„Fast die ganze Menschheitsgeschichte“

KLASSIKER An der Landesbühne Nord inszeniert Jan Steinbach „Iphigenie auf Tauris“. Aber was hat uns Goethes „verteufelt menschliches“ Stück heute eigentlich noch zu sagen?

■ 34, hat Theaterregie in Frankfurt/Main studiert. Seine ersten freien Inszenierungen führten ihn an die Landesbühne Nord. 2009 für den Theaterpreis „Faust“ nominiert.

taz: Herr Steinbach, „Iphigenie auf Tauris“ ist einer dieser Stoffe, bei denen man oft nicht weiß, was warum geschieht – und im Zweifelsfall richten’s die Götter. Was reizt einen Regisseur heute daran?

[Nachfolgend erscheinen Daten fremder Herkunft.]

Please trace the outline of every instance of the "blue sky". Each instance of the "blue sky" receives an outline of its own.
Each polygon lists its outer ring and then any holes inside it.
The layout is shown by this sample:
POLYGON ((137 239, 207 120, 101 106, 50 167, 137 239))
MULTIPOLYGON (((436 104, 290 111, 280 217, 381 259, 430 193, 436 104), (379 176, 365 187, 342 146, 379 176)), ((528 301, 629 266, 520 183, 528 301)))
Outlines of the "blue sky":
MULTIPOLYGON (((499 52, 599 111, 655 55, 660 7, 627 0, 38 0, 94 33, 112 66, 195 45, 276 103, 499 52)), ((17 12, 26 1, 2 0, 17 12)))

Jan Steinbach: Genau das finde ich spannend: im Theater in eine fremde Welt gezogen zu werden. Aber das reicht natürlich nicht. Der Gedanke der Selbstbestimmung, der in der Iphigenie ganz wichtig ist, ist ein Gedanke der Aufklärung, die als Grundlage unserer Gesellschaft gilt. Goethe selbst hat das Stück als „ganz verteufelt human“ bezeichnet. Er hat seine Figuren eher als Ideen angelegt.

Klingt zeitlos.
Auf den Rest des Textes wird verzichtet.